In [0]:
!ls -l ../input/

In [0]:
!head ../input/train_sessions.csv

In [0]:
from matplotlib import pyplot as plt
import seaborn as sns
import numpy as np
import pandas as pd
from scipy import sparse
from sklearn.pipeline import Pipeline
from sklearn.compose import ColumnTransformer
from sklearn.feature_extraction.text import CountVectorizer
from sklearn.preprocessing import OneHotEncoder, FunctionTransformer
from sklearn.feature_selection import SelectFromModel
from sklearn.linear_model import LogisticRegression
from sklearn.model_selection import cross_val_score

We will be solving the intruder detection problem analyzing his behavior on the Internet. It is a complicated and interesting problem combining the data analysis and behavioral psychology.

For example: Yandex solves the mailbox intruder detection problem based on the user's behavior patterns. In a nutshell, intruder's behaviour pattern might differ from the owner's one: 
- the breaker might not delete emails right after they are read, as the mailbox owner might do
- the intruder might mark emails and even move the cursor differently
- etc.

So the intruder could be detected and thrown out from the mailbox proposing the owner to be authentificated via SMS-code.
This pilot project is described in the Habrahabr article.

Similar things are being developed in Google Analytics and described in scientific researches. You can find more on this topic by searching "Traversal Pattern Mining" and "Sequential Pattern Mining".

In this competition we are going to solve a similar problem: our algorithm is supposed to analyze the sequence of websites consequently visited by a particular person and to predict whether this person is Alice or an intruder (someone else). As a metric we will use [ROC AUC](https://en.wikipedia.org/wiki/Receiver_operating_characteristic). We will reveal who Alice is at the end of the course.

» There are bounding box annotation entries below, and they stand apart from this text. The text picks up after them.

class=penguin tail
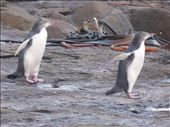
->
[6,73,18,79]
[105,87,123,95]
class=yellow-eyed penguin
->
[7,18,52,83]
[106,32,154,98]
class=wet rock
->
[102,9,133,34]
[47,20,77,39]
[130,8,170,40]
[1,5,38,30]
[72,2,111,25]
[30,8,73,24]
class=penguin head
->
[32,18,52,32]
[136,31,155,40]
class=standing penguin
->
[7,18,51,83]
[106,32,154,98]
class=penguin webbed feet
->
[127,93,140,99]
[25,75,44,84]
[6,74,18,79]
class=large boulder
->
[130,8,170,40]
[1,5,38,30]
[47,20,77,39]
[72,1,112,25]
[102,9,133,34]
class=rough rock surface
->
[1,6,38,30]
[1,44,170,127]
[130,8,170,40]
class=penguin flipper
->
[113,52,131,61]
[15,39,29,56]
[6,74,18,79]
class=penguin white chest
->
[127,42,145,92]
[24,28,47,74]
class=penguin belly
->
[127,43,145,93]
[24,29,47,76]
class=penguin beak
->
[145,33,160,47]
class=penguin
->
[7,18,52,84]
[106,32,154,99]
[93,17,104,36]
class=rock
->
[102,9,133,34]
[72,1,112,25]
[47,20,77,39]
[30,8,74,24]
[1,5,38,31]
[130,8,170,40]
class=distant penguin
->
[93,17,104,36]
[7,18,52,83]
[106,32,154,98]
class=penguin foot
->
[33,78,44,83]
[26,79,36,84]
[128,93,140,99]
[32,75,44,83]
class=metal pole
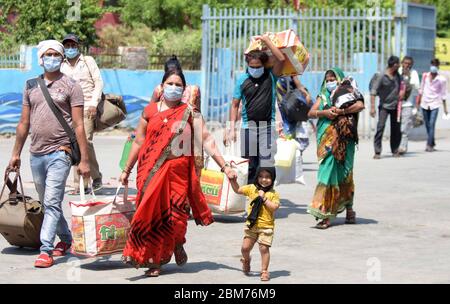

###  Data Downloading and Transformation
First, read the training and test sets. 

In [0]:
# Read the training and test data sets
train_df = pd.read_csv('../input/train_sessions.csv',
                       index_col='session_id', parse_dates=['time1'])
test_df = pd.read_csv('../input/test_sessions.csv',
                      index_col='session_id', parse_dates=['time1'])

In [0]:
print(train_df.info())
train_df.head()

In [0]:
print(test_df.info())
test_df.head()

In [0]:
train_df.shape, test_df.shape

The training data set contains the following features:

- **site1** – id of the first visited website in the session
- **time1** – visiting time for the first website in the session
- ...
- **site10** – id of the tenth visited website in the session
- **time10** – visiting time for the tenth website in the session
- **target** – target variable, possesses value of 1 for Alice's sessions, and 0 for the other users' sessions
    
User sessions are chosen in the way they are not longer than half an hour or/and contain more than ten websites. I.e. a session is considered as ended either if a user has visited ten websites or if a session has lasted over thirty minutes.

There are some empty values in the table, it means that some sessions contain less than ten websites. Replace empty values with 0 and change columns types to integer. Also load the websites dictionary and check how it looks like:

### Data engineering

Coding of missing data.
- Using `-1` for undefined site features.
- Using `0` for undefined time features.
- Using `-1` for undefined date (day, dom, week, mon) features.

In [0]:
# Change site1, ..., site10 columns type to integer and fill NA-values with zeros
site_feature_names = [x for x in train_df.columns if 'site' in x]
for df in (train_df, test_df):
    df[site_feature_names] = df[site_feature_names].fillna(-1).astype('int').astype('str')
print(train_df[site_feature_names].info())
train_df[site_feature_names].head()

Checking sites in the target data set so can't move this code to pipeline.

In [0]:
%%time
# Add siteMN... features
site_feature_names = [x for x in train_df.columns if 'site' in x]
for df in (train_df, test_df):
    for l in range(2,len(site_feature_names)):
        for i in range(len(site_feature_names)-l+1):
            print('Progress: %d/%d, %d/%d\r' % (l,len(site_feature_names)-1,i,len(site_feature_names)-l), end='')
            df['site' + str(i) + str(l)] = df[site_feature_names[i:i+l]].apply(
                lambda x: '_'.join(x.values) if '-1' not in x.values else '-1', axis=1)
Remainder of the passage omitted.